For five years the United States Postal Inspection Service as well as the FBI intensively combed New England for leads in the robbery, but were frustrated at the lack of evidence. Authorities even at one time offered a $150,000 or 10% of the amount recovered (Federal Reserve Bank of Boston) cash reward in addition to the $50,000 Postmaster General reward for information leading to the conviction of those responsible for the caper, even going so far as to deem any suspect killed in his apprehension to be deemed "convicted" for purposes of the reward. The combination of media, law enforcement, and popular interest in this record-breaking robbery combined for an atmosphere of near-hysteria in the Boston area throughout the early and middle 1960s. Not a few completely uninvolved people were accused of being involved in the heist, with the media loudly proclaiming their guilt even with no evidence or facts to support its claims.
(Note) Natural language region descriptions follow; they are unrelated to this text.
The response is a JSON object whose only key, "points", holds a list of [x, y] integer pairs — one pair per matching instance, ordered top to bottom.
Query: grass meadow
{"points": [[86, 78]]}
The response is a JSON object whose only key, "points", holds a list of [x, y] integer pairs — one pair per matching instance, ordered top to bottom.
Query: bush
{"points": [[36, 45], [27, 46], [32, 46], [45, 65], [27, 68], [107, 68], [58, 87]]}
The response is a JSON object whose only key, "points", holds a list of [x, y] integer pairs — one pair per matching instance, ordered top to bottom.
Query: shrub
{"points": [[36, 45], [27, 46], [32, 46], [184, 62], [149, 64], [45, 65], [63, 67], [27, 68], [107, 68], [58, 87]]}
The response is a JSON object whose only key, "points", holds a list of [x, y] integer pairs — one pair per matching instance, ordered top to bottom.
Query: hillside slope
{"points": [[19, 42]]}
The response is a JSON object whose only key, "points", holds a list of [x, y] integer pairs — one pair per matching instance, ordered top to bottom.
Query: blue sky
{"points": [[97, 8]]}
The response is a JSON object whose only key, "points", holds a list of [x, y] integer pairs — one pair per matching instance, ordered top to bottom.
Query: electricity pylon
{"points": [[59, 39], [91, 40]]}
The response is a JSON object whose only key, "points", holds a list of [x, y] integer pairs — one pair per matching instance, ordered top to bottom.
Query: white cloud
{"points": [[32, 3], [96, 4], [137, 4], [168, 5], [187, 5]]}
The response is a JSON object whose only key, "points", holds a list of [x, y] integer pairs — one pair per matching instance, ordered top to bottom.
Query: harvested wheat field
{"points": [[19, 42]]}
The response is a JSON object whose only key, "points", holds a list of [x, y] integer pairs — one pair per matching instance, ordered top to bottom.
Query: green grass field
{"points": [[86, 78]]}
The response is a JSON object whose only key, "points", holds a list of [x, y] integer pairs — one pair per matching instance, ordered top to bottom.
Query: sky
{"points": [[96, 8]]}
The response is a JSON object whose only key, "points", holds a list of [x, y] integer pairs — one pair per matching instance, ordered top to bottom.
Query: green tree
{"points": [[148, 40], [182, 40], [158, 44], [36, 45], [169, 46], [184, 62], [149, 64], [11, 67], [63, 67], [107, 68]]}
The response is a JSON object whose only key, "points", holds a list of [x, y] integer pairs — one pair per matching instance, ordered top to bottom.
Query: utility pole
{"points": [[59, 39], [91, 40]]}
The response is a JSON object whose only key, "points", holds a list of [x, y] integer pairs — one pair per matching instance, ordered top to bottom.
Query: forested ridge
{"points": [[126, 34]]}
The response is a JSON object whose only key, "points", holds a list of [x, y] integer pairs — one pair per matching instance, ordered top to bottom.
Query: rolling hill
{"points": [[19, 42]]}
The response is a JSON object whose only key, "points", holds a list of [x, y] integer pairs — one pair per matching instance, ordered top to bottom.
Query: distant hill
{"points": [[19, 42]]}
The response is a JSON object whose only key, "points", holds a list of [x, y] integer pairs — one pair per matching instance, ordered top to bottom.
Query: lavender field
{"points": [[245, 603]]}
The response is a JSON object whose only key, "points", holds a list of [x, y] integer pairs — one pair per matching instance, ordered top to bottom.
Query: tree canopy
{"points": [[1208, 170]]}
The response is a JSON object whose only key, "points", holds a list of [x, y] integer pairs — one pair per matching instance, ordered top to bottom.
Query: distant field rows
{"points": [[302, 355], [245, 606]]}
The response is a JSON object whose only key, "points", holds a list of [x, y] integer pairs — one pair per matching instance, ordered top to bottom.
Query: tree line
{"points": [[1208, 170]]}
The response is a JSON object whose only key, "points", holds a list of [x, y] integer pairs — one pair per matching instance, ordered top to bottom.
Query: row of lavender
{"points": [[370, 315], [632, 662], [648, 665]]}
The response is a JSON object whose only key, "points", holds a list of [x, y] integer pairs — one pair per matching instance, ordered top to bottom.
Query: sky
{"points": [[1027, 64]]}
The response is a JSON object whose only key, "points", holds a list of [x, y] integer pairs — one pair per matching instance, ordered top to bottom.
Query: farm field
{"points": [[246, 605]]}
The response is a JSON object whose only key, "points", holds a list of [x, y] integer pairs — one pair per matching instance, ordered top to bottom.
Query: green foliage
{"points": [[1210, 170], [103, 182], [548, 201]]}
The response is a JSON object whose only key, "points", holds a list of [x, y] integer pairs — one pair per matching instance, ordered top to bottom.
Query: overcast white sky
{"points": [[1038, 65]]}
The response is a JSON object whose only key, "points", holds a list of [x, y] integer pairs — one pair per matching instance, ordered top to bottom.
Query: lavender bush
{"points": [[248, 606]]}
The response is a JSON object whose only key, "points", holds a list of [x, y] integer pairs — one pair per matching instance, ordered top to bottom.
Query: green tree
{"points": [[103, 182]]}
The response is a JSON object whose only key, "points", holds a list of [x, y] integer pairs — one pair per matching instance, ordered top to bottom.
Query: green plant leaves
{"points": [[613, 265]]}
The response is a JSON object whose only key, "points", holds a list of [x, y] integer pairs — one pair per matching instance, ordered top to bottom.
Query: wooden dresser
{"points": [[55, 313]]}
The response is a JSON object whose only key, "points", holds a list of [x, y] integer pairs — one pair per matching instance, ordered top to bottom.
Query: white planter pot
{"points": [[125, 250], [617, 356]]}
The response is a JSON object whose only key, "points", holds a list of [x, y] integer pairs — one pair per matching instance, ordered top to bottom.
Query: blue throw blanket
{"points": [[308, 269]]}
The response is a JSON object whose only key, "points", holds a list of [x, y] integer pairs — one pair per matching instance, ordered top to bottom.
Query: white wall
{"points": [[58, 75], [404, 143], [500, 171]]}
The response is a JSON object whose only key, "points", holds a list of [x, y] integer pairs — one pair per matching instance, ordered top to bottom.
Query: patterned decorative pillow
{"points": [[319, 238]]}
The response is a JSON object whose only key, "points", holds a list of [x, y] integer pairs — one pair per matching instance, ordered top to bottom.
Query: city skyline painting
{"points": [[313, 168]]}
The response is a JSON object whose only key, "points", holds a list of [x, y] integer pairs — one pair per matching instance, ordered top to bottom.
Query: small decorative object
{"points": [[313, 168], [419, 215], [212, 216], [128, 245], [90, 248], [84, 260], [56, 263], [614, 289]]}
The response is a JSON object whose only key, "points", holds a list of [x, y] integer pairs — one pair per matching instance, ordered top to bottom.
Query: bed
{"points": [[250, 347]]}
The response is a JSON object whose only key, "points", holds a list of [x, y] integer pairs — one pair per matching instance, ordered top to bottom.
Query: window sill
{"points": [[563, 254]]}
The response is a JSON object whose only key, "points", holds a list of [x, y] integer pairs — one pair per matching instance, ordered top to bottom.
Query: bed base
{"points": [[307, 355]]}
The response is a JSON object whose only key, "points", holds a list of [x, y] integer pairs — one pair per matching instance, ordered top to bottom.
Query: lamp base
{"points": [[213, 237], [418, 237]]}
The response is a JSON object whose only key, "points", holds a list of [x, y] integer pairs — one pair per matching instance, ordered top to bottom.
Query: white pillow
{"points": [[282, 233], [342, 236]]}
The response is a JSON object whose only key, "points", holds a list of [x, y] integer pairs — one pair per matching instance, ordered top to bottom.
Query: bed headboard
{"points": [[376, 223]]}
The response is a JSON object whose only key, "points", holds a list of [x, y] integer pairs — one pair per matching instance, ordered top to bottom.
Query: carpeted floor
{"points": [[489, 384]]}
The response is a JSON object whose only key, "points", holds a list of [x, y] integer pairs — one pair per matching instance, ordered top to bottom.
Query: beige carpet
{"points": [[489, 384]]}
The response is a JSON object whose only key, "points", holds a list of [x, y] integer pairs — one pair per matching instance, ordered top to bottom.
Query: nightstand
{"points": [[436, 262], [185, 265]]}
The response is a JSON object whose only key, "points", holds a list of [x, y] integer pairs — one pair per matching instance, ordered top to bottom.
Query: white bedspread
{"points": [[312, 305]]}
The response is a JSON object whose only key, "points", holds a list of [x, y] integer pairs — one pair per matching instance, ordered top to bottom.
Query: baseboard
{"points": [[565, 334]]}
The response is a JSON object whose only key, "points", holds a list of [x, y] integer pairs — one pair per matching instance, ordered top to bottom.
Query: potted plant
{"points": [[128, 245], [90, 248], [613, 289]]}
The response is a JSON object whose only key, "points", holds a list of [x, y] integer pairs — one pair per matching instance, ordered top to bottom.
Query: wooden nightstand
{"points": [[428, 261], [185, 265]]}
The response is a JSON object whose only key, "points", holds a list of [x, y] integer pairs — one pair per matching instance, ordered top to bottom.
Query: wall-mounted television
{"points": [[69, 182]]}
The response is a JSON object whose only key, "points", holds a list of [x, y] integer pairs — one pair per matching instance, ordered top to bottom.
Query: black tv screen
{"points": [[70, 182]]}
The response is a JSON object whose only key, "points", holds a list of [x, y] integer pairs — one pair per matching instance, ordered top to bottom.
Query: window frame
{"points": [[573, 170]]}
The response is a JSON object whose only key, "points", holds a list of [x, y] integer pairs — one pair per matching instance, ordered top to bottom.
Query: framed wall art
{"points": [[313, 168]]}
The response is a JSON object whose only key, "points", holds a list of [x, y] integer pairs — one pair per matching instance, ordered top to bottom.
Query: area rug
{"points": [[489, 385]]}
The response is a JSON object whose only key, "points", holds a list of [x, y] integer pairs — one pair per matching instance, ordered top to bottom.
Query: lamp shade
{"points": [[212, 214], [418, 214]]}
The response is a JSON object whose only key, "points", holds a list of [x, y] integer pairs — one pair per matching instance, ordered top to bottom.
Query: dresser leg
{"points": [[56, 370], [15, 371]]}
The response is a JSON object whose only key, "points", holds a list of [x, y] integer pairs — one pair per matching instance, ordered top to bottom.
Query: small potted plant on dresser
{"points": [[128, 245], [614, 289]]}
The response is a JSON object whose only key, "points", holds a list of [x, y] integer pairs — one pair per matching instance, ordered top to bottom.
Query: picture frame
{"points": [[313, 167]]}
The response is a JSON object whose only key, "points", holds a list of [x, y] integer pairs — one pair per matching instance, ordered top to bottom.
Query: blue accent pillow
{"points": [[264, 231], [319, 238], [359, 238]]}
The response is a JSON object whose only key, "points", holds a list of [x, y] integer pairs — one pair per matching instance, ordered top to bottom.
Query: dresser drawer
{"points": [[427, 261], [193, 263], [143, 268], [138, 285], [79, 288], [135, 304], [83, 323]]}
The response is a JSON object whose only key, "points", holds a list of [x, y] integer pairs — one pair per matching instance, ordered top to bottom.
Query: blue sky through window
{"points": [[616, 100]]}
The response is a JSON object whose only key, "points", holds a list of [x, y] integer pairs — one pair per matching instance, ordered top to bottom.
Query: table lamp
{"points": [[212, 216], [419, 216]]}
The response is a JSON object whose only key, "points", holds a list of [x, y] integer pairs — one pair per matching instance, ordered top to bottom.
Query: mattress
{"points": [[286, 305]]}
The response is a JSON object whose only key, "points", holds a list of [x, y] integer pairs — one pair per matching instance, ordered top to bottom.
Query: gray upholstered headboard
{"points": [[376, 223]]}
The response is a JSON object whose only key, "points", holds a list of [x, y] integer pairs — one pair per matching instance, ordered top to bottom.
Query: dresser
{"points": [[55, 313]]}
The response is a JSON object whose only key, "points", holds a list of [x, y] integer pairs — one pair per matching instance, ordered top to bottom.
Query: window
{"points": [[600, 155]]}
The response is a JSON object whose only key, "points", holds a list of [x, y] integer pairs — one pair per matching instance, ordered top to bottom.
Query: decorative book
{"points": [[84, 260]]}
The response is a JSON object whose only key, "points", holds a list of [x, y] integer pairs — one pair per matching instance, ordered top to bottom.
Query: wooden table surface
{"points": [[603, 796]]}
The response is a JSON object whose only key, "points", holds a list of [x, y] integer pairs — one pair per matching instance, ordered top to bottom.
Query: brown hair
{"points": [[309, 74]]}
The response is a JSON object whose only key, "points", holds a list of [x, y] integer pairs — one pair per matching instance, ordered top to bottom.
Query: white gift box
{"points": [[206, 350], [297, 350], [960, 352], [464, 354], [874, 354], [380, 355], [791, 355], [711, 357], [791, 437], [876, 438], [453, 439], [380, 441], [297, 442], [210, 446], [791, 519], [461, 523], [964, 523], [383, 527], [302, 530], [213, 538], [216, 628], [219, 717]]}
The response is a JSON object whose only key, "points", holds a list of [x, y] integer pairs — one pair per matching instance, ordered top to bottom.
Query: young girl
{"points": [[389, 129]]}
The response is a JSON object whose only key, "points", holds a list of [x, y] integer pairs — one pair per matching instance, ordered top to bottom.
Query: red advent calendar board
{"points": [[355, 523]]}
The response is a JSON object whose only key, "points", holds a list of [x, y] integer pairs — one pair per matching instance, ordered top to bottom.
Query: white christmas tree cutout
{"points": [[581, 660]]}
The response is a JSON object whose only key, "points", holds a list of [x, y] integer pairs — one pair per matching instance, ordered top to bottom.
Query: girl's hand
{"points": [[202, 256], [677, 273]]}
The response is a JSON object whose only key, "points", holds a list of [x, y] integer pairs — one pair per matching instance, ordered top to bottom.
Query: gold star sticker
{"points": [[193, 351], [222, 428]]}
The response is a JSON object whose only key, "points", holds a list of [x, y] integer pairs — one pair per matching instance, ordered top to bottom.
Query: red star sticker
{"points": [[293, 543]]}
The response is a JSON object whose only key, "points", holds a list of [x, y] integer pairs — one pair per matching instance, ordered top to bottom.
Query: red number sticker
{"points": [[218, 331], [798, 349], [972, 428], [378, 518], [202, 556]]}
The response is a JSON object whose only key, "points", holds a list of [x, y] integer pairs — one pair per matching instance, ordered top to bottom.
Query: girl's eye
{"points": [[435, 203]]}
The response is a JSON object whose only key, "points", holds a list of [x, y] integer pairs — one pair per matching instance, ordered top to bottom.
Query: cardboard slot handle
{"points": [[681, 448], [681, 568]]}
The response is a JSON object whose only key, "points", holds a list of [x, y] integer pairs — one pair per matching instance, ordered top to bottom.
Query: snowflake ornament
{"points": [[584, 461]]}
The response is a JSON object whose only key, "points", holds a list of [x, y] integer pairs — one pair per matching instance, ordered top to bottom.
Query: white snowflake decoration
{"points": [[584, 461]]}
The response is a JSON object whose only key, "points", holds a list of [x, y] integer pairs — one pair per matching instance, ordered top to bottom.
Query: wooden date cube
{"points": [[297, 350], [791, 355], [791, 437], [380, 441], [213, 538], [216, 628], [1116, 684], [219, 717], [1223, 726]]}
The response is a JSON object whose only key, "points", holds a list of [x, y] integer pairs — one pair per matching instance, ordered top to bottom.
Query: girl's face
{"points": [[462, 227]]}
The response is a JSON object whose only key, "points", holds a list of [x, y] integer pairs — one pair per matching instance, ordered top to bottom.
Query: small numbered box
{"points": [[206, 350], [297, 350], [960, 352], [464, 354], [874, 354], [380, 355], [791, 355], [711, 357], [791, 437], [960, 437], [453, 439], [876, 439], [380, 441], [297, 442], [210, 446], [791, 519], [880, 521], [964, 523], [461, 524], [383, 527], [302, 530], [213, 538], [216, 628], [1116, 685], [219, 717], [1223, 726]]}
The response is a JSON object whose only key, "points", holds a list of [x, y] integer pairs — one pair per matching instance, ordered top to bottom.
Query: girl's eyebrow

With the five-year federal statute of limitations approaching with no real leads to solve the robbery, the Postal Inspectorate and the Department of Justice stepped up a campaign of near-total surveillance and harassment of all known armed robbers in the Boston area in a frantic effort to obtain clues about the robber's identities. Shortly before the statute of limitations was to expire, a federal grand jury indicted four men and one woman as the perpetrators of this robbery. One of the defendants disappeared right before trial and was never found. The other defendants were acquitted at trial.

To this day the haul of $1.5 million in cash (equivalent to approximately $ in 2023 money) remains undiscovered by the authorities.

Vincent "Fat Vinnie" Teresa, a Boston mobster who served as a lieutenant of Raymond L.S. Patriarca, claimed in his book My Life in the Mafia that John "Red" Kelley was the man who planned the robbery. He allegedly received a generous 80 cents on the dollar when the money was laundered.